Ollie Sansen
- Sansen in 1930

Profile
- Position: Halfback

Personal information
- Born: March 6, 1908 Alta, Iowa
- Died: March 21, 1987 (aged 79) San Lorenzo, California
- Listed height: 6 ft 1 in (1.85 m)
- Listed weight: 193 lb (88 kg)

Career information
- High school: Alta (Iowa)
- College: Iowa

Career history
- Brooklyn Dodgers (1932–1935);
- Stats at Pro Football Reference

= Ollie Sansen =

American football player (1908–1987)

Oliver Marsten Sansen (March 6, 1908 – March 21, 1987) was an American football player.

Sansen was born in Alta, Iowa, in 1908. He played college football for the Iowa Hawkeyes from 1929 to 1931. He was selected as the most valuable player on the 1930 Iowa Hawkeyes football team. He also competed in the shot put and hammer throw for the Iowa track team.

He then played professional football in the National Football League (NFL) as a fullback for the Brooklyn Dodgers. He appeared in 41 NFL games, 22 as a starter, from 1932 to 1935.

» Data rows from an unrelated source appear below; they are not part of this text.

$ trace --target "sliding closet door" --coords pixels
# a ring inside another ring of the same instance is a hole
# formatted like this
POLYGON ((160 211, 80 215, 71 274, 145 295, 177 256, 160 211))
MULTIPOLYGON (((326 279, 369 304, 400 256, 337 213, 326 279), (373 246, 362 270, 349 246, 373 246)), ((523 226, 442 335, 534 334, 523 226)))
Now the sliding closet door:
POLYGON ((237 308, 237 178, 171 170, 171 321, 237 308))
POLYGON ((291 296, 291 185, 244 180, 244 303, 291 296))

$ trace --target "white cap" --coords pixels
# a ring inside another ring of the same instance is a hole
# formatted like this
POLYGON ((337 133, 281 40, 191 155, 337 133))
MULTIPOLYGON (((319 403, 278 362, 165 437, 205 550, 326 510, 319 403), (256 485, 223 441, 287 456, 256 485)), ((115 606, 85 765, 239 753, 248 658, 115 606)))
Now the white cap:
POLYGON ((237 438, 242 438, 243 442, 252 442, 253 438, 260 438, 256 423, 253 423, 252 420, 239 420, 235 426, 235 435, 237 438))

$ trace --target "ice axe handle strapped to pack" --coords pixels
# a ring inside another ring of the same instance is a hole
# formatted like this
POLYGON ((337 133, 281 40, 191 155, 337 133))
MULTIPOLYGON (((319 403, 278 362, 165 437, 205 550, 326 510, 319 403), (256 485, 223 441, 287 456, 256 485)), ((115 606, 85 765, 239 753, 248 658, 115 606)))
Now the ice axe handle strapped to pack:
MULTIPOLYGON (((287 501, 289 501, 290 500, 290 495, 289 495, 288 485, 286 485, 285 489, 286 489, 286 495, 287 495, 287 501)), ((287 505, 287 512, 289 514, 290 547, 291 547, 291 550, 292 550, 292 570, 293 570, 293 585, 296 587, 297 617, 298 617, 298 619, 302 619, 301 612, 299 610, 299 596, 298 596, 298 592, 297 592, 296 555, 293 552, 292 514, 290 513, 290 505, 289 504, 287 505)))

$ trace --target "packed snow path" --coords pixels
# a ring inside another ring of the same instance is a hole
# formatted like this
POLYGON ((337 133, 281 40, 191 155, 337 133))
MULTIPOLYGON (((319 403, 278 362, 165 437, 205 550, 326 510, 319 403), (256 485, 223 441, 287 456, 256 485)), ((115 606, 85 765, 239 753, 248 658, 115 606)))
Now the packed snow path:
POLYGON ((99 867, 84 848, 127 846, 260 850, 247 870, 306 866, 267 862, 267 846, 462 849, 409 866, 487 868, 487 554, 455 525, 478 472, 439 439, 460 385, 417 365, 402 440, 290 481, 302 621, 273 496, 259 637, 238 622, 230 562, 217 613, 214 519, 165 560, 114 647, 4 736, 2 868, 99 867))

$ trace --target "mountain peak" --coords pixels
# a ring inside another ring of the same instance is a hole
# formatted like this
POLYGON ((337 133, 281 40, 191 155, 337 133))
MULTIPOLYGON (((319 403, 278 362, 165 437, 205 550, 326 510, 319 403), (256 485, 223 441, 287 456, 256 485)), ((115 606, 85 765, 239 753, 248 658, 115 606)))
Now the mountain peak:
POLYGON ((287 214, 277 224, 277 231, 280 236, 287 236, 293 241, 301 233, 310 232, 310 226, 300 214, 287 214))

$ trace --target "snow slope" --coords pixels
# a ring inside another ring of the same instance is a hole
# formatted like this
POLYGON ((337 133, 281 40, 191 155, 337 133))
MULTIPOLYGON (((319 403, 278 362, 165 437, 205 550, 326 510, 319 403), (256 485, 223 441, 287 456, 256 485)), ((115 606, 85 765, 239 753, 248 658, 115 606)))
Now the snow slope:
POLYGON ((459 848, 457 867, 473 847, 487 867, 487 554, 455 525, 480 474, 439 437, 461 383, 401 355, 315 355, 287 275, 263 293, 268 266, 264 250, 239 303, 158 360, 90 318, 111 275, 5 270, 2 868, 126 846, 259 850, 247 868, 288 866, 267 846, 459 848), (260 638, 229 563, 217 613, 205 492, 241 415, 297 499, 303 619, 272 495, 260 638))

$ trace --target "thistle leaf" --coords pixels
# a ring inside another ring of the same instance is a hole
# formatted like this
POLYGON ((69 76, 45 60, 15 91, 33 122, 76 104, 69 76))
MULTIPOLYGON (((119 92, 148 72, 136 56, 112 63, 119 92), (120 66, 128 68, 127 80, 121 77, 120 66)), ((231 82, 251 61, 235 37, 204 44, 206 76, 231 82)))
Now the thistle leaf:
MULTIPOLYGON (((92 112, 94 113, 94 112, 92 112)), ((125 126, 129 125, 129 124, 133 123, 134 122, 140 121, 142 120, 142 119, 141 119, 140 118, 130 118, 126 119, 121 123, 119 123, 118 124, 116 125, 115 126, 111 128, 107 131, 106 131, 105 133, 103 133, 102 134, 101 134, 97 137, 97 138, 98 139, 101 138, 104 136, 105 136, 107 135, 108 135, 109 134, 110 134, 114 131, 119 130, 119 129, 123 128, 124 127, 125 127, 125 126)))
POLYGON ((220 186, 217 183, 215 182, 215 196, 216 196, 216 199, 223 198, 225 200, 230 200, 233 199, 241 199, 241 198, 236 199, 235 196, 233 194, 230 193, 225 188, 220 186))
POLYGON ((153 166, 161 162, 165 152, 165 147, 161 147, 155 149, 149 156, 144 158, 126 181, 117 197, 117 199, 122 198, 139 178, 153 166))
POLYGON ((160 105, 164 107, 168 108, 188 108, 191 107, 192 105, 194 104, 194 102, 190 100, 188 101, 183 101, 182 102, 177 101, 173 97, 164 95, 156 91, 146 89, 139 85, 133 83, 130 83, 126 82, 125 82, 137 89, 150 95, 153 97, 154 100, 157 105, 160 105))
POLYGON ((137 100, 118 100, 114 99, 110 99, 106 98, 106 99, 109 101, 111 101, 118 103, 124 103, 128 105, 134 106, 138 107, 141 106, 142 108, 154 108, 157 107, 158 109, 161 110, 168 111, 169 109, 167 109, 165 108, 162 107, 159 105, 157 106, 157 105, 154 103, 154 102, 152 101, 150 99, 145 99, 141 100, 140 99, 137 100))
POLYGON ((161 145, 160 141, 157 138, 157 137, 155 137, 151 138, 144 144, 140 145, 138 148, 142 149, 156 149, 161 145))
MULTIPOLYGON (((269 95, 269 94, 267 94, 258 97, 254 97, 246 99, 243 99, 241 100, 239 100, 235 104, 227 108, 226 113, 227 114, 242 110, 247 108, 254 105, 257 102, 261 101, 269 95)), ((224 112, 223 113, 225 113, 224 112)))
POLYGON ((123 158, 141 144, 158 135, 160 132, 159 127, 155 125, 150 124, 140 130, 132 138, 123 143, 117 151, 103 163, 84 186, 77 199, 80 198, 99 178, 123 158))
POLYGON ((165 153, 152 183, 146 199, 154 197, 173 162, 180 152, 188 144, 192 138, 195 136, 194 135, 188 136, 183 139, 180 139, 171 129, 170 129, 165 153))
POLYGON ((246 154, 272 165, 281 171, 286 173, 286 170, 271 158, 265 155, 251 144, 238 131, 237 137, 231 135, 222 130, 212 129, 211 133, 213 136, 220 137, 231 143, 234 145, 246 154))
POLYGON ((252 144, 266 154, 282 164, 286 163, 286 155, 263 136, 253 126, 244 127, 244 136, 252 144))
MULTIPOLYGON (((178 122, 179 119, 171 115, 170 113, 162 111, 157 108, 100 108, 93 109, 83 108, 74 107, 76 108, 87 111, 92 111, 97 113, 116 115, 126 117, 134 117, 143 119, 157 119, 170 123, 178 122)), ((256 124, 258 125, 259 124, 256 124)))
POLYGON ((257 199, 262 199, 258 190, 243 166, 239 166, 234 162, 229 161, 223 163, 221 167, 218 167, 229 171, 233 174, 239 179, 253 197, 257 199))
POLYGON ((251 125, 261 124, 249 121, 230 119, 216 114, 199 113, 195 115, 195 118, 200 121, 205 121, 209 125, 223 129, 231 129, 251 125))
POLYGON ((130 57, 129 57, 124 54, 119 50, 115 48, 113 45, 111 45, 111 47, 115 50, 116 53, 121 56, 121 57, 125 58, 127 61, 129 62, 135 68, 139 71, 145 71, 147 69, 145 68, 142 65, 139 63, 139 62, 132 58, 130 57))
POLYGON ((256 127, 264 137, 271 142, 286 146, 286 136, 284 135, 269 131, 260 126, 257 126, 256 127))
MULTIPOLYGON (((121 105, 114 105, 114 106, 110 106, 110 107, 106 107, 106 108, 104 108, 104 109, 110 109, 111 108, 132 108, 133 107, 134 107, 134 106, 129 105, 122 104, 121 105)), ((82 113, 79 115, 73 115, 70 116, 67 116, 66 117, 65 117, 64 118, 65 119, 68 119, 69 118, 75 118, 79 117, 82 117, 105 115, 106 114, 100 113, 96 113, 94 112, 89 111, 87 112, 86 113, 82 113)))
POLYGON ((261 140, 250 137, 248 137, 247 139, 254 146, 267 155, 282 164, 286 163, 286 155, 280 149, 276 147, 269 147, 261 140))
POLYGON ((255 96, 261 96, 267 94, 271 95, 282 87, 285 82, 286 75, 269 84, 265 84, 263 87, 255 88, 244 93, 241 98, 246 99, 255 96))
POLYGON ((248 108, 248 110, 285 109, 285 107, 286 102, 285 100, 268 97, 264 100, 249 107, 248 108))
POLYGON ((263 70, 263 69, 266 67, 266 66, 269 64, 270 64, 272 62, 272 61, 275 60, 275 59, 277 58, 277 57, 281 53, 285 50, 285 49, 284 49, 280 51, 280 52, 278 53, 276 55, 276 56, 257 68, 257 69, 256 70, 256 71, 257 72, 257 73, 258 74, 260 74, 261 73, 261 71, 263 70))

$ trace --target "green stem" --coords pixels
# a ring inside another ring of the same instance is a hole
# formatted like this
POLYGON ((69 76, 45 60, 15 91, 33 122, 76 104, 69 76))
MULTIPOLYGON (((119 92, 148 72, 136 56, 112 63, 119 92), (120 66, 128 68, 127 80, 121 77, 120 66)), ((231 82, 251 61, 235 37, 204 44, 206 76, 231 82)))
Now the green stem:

In January 1936, Sansen accepted a job as a salesman for Bankers Trust Co. in New York City, deciding then to end his football career. He later lived in San Lorenzo, California, and sold automobiles in Alameda, California. In 1961, he was honored as one of the nation's top 100 salesmen by the American Motors Corporation. He died in 1987.